男の衣は、赤茶の木綿織り。石板を削り出したような、大きな首飾りや、何かのあばら骨らしきかんざし等は、この集落の人々ともまた異なった趣の装いでございました。
「叔父!この人らな、おっちゃの客!」
「わしに? 朔弥人が、何の用で……」
月牙様を睨み、時雨ちゃんを怪訝そうに見下ろし。最後に胡乱げな視線をワタシに向けた男は、直後。
「……っ」
大きくその目を見開き、沈黙してしまいました。
「あの、僕たち何か失礼でも」
月牙様が訊ねても、少年が「おっちゃ?」と声を掛けても応えず。ただ、男は無言で唇を震わせ、深呼吸を繰り返しました。
「あんた、どこの氏族じゃ」
「え、エエト。ワタシは流れ者でして。詳細な出自は分からないのです」
「そうけ」
タバコを煙管に詰めようとして、失敗。震える手から、干し草がぱらぱらと床に落ち。それを拾おうとした手からは、煙管が謎の角度に吹っ飛んで行きました。
「大丈夫ですか? 一度、お座りになった方が」
「心配いらん。あんた、朔弥の神職関係者じゃな。どこの所属なんか」
「申し遅れました。僕は玖蓮大社の巫師を務めている、紫玖月牙と……やはり大丈夫ではないですよね⁈ 」
男の身体ににじむ動揺、壊れたからくり人形の如し。残像が見えるほど見事に震える男は、ワタシと月牙様を交互に見て、最後に。
「で、あんたは巫子かい」
「ちがう。月坊の姉。ふたりの保護者」
時雨ちゃんにトドメを刺され、仰向けにどさりと床に倒れ伏しました。
「おっちゃーッ⁈ 」
「大丈夫だ、大丈夫だペッチャ。いま落ち着くけ、理解するけ。まずはお前の相棒貸してくれ」
「え、ええけど」
少年が差し出したケモノを受け取り、嘆息。我々が見守る中、男は大きく息を吸い込むと。
「ハァ……スゥ……ハァア……」
怪物の腹にべったりと顔を付け、その臭いを吸い始めました。
「ポイサラぁ、かわいい雛鳥ちゃん。ヨシヨシ。ヨーシヨシ良い子じゃねぇ良いニオイじゃねぇ……」
「「「…………」」」
猫吸いならぬ、サギビ吸い。いえ、ワタシも白鼻丸のお腹を吸った経験がないと言えば、嘘になりますが。大の男が恍惚の表情で、猫撫で声をあげながらケモノを吸う姿を見守るのは、なんというか。
「なんか僕、いたたまれなくなってきました」
月牙様の言葉に、ワタシも無言の肯定を返しました。しかし、そのやり取りをこっそり見ていたのでしょうか。ぴょいと、時雨ちゃんの外套から飛び出した白鼻丸が、月牙様の顔面に張り付きました。

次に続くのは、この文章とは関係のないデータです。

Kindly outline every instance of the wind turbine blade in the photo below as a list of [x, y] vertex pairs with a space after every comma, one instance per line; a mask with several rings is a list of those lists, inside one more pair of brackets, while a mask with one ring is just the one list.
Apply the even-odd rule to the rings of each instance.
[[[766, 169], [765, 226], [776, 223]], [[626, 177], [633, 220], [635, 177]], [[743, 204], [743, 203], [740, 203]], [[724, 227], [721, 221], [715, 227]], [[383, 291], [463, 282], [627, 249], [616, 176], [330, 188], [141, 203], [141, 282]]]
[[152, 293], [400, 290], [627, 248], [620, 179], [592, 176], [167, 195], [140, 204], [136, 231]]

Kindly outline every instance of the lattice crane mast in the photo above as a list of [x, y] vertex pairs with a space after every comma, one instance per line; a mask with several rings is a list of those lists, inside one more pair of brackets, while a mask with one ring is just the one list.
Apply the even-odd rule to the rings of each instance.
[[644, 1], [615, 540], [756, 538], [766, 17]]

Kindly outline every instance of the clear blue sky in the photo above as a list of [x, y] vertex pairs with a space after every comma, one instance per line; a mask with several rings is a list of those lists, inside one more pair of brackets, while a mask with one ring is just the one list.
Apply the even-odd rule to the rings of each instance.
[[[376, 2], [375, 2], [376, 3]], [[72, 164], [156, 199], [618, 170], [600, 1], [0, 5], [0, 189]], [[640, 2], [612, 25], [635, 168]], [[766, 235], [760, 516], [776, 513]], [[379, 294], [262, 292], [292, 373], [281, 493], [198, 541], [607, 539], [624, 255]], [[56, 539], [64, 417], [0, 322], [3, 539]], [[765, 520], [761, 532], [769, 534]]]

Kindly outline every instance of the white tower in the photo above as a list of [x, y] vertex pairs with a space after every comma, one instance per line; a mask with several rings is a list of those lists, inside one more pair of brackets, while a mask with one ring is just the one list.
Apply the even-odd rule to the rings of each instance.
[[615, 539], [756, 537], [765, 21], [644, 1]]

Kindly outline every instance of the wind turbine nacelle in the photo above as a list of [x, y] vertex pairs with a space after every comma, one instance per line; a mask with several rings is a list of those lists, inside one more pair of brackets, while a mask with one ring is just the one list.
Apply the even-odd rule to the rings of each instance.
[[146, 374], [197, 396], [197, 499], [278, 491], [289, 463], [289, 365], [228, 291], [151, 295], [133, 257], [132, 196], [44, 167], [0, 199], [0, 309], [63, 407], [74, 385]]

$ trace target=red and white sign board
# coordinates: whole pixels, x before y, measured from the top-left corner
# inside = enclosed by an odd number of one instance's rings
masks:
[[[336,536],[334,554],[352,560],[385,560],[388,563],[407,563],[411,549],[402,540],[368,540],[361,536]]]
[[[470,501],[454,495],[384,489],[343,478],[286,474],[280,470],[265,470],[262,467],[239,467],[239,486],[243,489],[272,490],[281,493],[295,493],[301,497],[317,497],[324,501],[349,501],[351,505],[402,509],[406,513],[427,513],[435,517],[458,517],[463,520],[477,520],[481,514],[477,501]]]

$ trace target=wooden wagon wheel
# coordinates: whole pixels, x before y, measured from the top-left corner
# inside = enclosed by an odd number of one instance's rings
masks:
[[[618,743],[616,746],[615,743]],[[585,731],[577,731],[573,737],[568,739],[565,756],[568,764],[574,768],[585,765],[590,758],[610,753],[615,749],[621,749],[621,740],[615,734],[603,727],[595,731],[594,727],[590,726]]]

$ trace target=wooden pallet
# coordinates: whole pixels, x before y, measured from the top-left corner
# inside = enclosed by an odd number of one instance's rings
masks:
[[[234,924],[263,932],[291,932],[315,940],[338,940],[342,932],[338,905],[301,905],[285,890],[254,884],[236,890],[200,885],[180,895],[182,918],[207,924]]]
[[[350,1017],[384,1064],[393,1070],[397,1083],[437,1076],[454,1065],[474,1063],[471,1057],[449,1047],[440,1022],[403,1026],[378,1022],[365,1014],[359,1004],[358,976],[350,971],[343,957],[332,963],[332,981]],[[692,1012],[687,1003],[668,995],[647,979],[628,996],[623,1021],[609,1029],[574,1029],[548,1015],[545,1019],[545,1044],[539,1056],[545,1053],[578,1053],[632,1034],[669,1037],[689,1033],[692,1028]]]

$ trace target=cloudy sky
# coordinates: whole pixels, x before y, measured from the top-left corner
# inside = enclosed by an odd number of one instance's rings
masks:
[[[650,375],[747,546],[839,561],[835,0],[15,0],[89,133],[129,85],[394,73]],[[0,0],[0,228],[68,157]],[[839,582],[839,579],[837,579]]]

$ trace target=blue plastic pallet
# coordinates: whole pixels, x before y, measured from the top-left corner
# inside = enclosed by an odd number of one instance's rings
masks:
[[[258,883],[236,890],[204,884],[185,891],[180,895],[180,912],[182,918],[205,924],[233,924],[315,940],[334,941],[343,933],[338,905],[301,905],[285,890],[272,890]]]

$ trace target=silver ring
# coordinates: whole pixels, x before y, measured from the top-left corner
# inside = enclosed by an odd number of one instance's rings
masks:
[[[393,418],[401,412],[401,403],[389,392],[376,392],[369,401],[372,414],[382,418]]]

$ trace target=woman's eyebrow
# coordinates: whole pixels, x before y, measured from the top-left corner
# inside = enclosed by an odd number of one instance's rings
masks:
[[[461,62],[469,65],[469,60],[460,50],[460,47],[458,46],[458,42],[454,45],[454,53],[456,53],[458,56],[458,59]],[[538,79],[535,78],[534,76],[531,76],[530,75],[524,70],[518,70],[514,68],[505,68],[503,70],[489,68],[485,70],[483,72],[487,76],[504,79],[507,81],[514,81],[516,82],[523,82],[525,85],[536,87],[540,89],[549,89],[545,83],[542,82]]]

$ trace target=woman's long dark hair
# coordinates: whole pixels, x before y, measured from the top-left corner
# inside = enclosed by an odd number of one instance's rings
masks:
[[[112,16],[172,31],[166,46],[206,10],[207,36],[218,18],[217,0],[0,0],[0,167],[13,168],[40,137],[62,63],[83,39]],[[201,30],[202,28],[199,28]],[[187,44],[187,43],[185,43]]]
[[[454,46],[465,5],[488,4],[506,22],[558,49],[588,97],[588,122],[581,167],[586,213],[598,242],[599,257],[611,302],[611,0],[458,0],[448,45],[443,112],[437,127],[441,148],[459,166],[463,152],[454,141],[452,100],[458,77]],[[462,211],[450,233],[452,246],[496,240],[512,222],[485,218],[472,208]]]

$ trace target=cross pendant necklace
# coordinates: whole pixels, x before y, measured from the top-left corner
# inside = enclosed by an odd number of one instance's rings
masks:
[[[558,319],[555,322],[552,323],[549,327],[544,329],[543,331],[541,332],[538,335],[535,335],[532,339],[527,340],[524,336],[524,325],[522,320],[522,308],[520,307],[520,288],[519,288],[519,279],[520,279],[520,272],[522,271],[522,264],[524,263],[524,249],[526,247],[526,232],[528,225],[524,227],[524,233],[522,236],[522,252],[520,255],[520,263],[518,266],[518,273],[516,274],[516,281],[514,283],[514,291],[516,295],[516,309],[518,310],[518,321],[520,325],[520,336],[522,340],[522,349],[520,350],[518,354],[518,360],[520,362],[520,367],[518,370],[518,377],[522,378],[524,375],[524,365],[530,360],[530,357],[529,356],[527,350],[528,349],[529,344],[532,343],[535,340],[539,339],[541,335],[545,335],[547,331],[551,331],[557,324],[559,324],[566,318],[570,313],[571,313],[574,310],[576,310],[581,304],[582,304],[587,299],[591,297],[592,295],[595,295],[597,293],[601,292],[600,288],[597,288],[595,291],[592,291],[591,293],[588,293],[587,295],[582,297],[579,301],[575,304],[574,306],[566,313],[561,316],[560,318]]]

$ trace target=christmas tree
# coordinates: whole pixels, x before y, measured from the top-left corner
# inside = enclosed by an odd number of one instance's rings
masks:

「やめなさい白鼻丸、何を張り合っているのです! おやめなさい、爪を立てるのはちょ、やめ」
「白鼻丸、ダメでございますよ。めっ」
お尻をぽんと叩き、むすっとした様子の白鼻丸を月牙様の顔面から回収。『己れの方がもふもふだぞ』とでも言いだけに尾を揺らすケモノを見て、男はスッと真顔で立ち上がりました。
「うわぁ、急におちついた」
「時雨ちゃん、失礼でございますよ……」
時雨ちゃんとワタシのやり取りには構わず。男は、白鼻丸をじいっと見つめながら顎をさすりました。
「風生獣か。あんたらの用事は、そいつの育て方についてかい」
◇けもののクソ
牛糞、鶏糞、その他の家畜飼料は土壌改善や肥料として現代も一般的に売られている。それらの糞に少ないリンや窒素等を現代は化成肥料で補うが、昔は魚食性のウ類の糞が重宝されていた。